And Then there was One! 

by Laurie Kazan-Allen



Asbestos is to Quebec what coal was to Wales. The importance of asbestos to the identity of the Québécois transcends rational argument and epidemiologic data. The fact that the region has amongst the highest incidence of asbestos-related disease in the world is dismissed out-of-hand as ban asbestos propaganda even though these findings were uncovered by Quebec-based epidemiologists.1

The 1970s were the heyday for Canada's chrysotile asbestos mining industry; eight Quebec mines in the towns of Asbestos and Thetford Mine gave employment to 4,000 miners. In 1979, Canadian chrysotile exports of 1.5 million tonnes went to 60+ countries. Since then the fall in global demand, rising production costs and stiff overseas competition have impacted on the industry with the result that by the beginning of June 2008, the Jeffrey Chrysotile Mine and the Lac d'Amiante Mine (also known as the Black Lake Mine) were the last working asbestos mines in Quebec. The cessation of mining operations at the Jeffrey Mine on June 30, 2008, makes LAB Chrysotile, the owners of Black Lake, Canada's only asbestos producer.2

The Jeffrey mine, North America's oldest open pit asbestos mine, was opened in 1879. After 130 years, all the surface seams of chrysotile asbestos have been depleted. Although there is more ore underground, to extract it would require $30 million of investment and 2 years of work on an underground shaft project. Bernard Coulombe, President of Jeffrey Mine, insists discussions are still ongoing with potential investors and that the mine is “mothballed” and not closed. Speaking at a public meeting in Asbestos on May 1, 2008, Coulombe said: “We are still sitting on the world's largest deposit of chrysotile asbestos, the mine is only temporarily on hold.”3 There are rumors the mine will reopen temporarily in the Autumn and there is talk of diversification into waste recycling and high-tech landfill: “The Jeffrey site… is ideal,” said civil engineer Guy Fouquet from S.M. International “The site is vast, far from human habitation and the land cannot be used for anything else.” 4 Intensive efforts, including free tours of the mine site to promote the recycling scheme, are being made to convince townspeople of the advantages of the project. There is considerable opposition from local politicians and residents. Mayor Jacques Hemond, from the nearby town of Danville, is against these plans:

“I don't believe our area is that poor that we have to turn ourselves into a large garbage can for Quebec… We would have to put up with heavy odours, environmental risks and constant truck traffic. I fear this will make our towns unappealing and that could seriously affect our property values.”5

Imported garbage would not benefit the area's struggling tourism industry said Martine Satre, proprietor of a gourmet restaurant in Danville. Large urban centers like Montreal must deal with their own waste not dump it in “small, poor towns that accept it without question,” she said.

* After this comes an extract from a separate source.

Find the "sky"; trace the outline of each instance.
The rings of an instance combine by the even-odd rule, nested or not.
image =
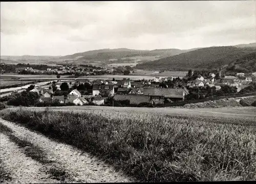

Despite the spin being put on the “temporary closure” of the mine, the future looks bleak for the Jeffrey Mine's 275 employees, including 230 part-time miners, who are now out of work; the average age of the redundant mine workers is reported to be 60. When Coulombe went into receivership in 2002, the Mine's principle creditors lost $53 million; “1,400 working and retired miners lost an estimated $85 million when their pension benefits were slashed by up to 40 per cent and their insurance programs cancelled.” No one can be certain what will happen in the coming months. One thing is certain: any promises made by the Jeffrey mine management should not be taken at face value.

August 12, 2008


1 Kazan-Allen L. Breaking Canada's Asbestos Addiction.

2 Legault R. Times tough; without chrysotile, there's no space shuttle. April 14, 2008. The Record (Sherbrooke)

3 Fonda N. A time to look forward, says mayor; Recycling garbage at Jeffrey Mine. May 1, 2008. The Record (Sherbrooke).


5 McDougall S. Waste? Not! August 9, 2008.